Cayo me iba informando con puntualidad de
todos los pasos que iba dando. Ya teníamos el barco. Fingiría trasportar trigo
e higos secos. La población de Sicilia había experimentado un sensible
crecimiento y precisaban alimentos con urgencia. El barco estaría bajo el
control de una naviera local siciliana, todo parecería real. Se había
descartado la posibilidad de otro puerto más discreto, porque Toletum estaba en
todas partes y un barco grande saliendo de un puerto de menor importancia
llamaría la atención.
—Necesitaríamos un barco que navegara bajo
el mar —le dije a Brunilda cuando me preguntó.

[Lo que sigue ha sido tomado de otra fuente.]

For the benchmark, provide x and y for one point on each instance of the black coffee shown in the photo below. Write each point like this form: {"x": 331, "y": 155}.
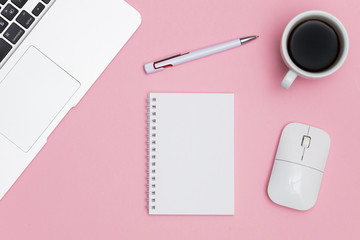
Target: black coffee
{"x": 313, "y": 46}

—Veo que la imaginación te sigue acompañando
pese a las dificultades; en estos
momentos ya no sé si es bueno o es malo.
Cayo y su gente habían camuflado muy bien el
flete del barco. Alguien que se hizo pasar por un magnate siciliano se había
presentado en Caesarea y había adquirido dos barcos de la flota de un naviero
local. Uno grande, con tres velas y un enorme cisne a popa, que navegaría hasta
Agrigentum y otro más pequeño que se dedicaría a trasportar la mercancía desde
otros puertos de la zona a fin de aprovisionar al barco grande para su
singladura. ¿Por qué un viaje tan largo, habiendo otros puertos mejores y más
cercanos a Sicilia? Le habían preguntado al supuesto armador. “Precisamente por
ser tan importantes son mucho más caros. Necesito trigo, higos secos y alguna
otra mercancía de primera necesidad. Me sale más barato almacenar y trasportar
desde aquí, que desde Cartago, por ejemplo. Es algo que ya se está comenzando a
hacer con barcos más rápidos.”
Parece ser que la treta surtió el efecto
deseado. El barco cargó mercancía y nosotros nos fuimos trasladando,
camuflados, a bordo. Sigebert y yo, vestida de hombre, embarcamos a los niños
dormidos tras el baño y la comida, metidos en canastas cerradas como si fueran
dátiles. Brunilda protestó, como casi siempre, al tener que ponerse el atuendo
masculino. Al fin con todos a bordo, el barco se hizo a la mar. Esta vez no
permanecí en cubierta mirándolo todo,
sino que consideré más seguro permanecer en nuestros habitáculos, hasta
que el barco se alejó del puerto.
La travesía se prolongó durante cinco días,
con sus noches, bastante tranquilos. Los hombres de Cayo nos dieron unas hojas
procedentes de las montañas, que se masticaban para prevenir el mareo. Por vez
primera Brunilda no pasó la travesía vomitando y pudo salir a cubierta y ver el
mar y ocuparse de los niños que comieron, jugaron y durmieron, ajenos y
felices. Los dos gateaban y se reían exhibiendo un par de dientes inferiores
desiguales y graciosos colocados de cualquier modo sobre la encía por un dios
desmañado o travieso. El barco entero estaba pendiente de ellos, hasta a Cayo
se le caía la baba, incluso muchas veces no podía resistirse y les tomaba en
brazos.
—¿Tenéis hijos Cayo?
—Los tuve —respondió gravemente dejando a
Atanagildo sobre el suelo.
—Lo siento —balbuceé avergonzada.
No pregunté nada más porque hubiera sido muy
desconsiderado, además Cayo se alejó. Quise darme de bofetones en ese momento.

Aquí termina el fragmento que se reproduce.